Никогда, никогда она не скажет ему этого. Она могла поговорить об этом с Эллен, намеками, а лучше всего — с Дженни, та не судила, только вечно подначивала: Ну давай, смелее, вот так! Она не умела желать, в том-то и беда. Любое возникавшее у нее желание непременно оборачивалось виной, еще прежде чем она успевала его высказать. А надо уметь желать и даже требовать, буквально на днях твердо и безапелляционно объявила Дженни, а Эллен по этому случаю рассказала, с каким бычьим упорством Дженни в четырнадцать-пятнадцать лет отстояла перед нею свое стремление к независимости. Напролом шла, беспощадно. Вспомнить об иных ночных сценах, об отлучках до утра, без всякого предупреждения, о выпивках, что говорить — бессовестная игра на материнских страхах… Чрезмерные страхи, невозмутимо вставила Дженни, чрезмерная опека, от которой мать необходимо вовремя отучить. Для Луизы такое немыслимо. Обижать других — никогда. Как раз сейчас она осторожно, словно стараясь подальше обойти опасную пропасть, начала задаваться вопросом, почему из-за необузданных желаний каждую ночь наказывает себя таким вот безымянным страхом. Нет, наверно, человека более недостойного и порочного, чем она. Никому, наверно, не приходится так, как ей, все время заново завоевывать снисходительность других — слова вроде «дружба», «любовь» она даже и упоминать не смела. Ее охватил ужас. Прошлой ночью она стояла буквально на грани кошмарного открытия.
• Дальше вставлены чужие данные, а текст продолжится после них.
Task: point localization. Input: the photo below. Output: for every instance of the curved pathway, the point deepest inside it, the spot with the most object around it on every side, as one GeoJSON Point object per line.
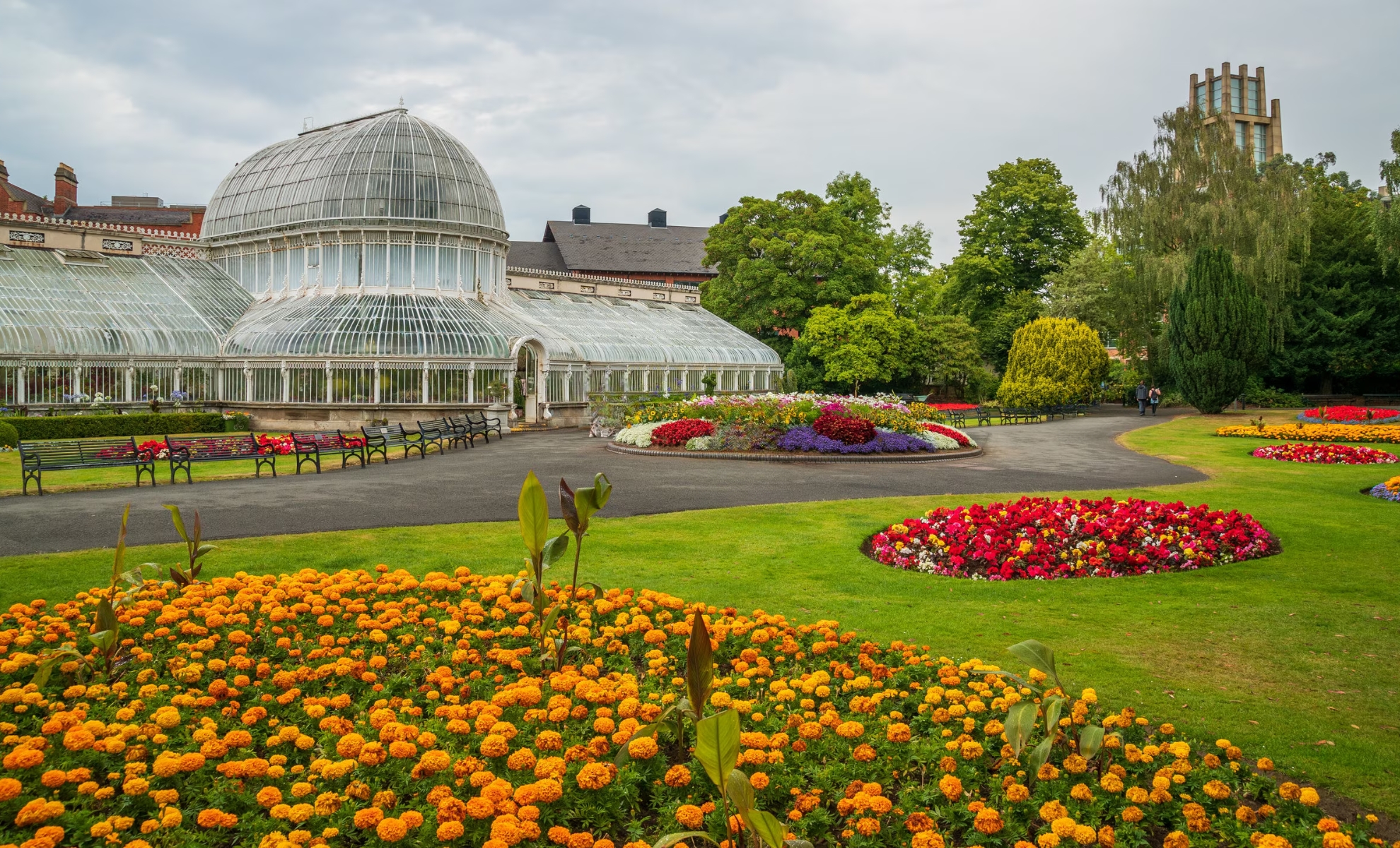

Ей почти удалось разглядеть то, чего она больше всего страшилась: лицо мужчины, который пришел ее наказывать. Крупная, темная фигура на фоне светлого дверного проема, он шел к ней и вдруг, точно кто-то его окликнул, повернулся профилем к свету, и она почти различила его черты. Хорошо хоть, вовремя проснулась, от крика, который вырвался, правда, не у нее, а у Йонаса. Тише, малыш, тише. Здесь тебя никто не обидит. Он быстро заснул опять.
Она была совершенно уверена, что родилась на свет не для счастья. Неужели когда-нибудь рядом с нею будет лежать ребенок вроде Йонаса, только ее собственный? Она желала этого так неистово, что сама пугалась. Ну а если Белле, чтобы она могла целиком отдаться своему замечательному таланту, понадобится человек, который сделает для Йонаса все, на что у Беллы нет времени? Приготовит ему любимые блюда — он еще знать не знает какие, она их для него придумает, — спокойно и терпеливо посидит рядом, пока он будет есть с этой своей изнуряющей медлительностью. А может, и добьется-таки, чтобы мальчик немножко поправился. Станет играть с ним в его игры, однообразие которых доводило Беллу просто до отчаяния. Исподволь подсунет ему вместо доспехов, оружия и солдат мячик, тряпичную зверушку, конструктор. И день за днем с ангельским терпением будет отвечать на бесконечные, боязливые и настойчивые вопросы: А солнце правда никогда не упадет на землю? А кто за это поручится? А новой войны правда-правда не будет? А его мама не умрет, пока он не вырастет большой? А когда он умрет, вдруг его нечаянно положат в гроб живым и закопают? — Ах ты малыш. Как бы славно мы зажили втроем. Луиза день ото дня острее чувствовала, как этот чужой ребенок мертвой хваткой вцепляется в нее.
Да что ж я такое думаю. Прости меня, Антонис.
Во сне Йонас выглядел как любой пятилетний мальчик. Личико, днем сурово насупленное, разглаживалось, губы становились по-детски мягкими, даже переносица казалась менее острой. Светлые волосы, обычно спрятанные под шлемом, падали на лоб, руки, как у младенца, расслабленно лежали на подушке, флажками по сторонам головы. Ах ты малыш. Бедный мой, милый малыш.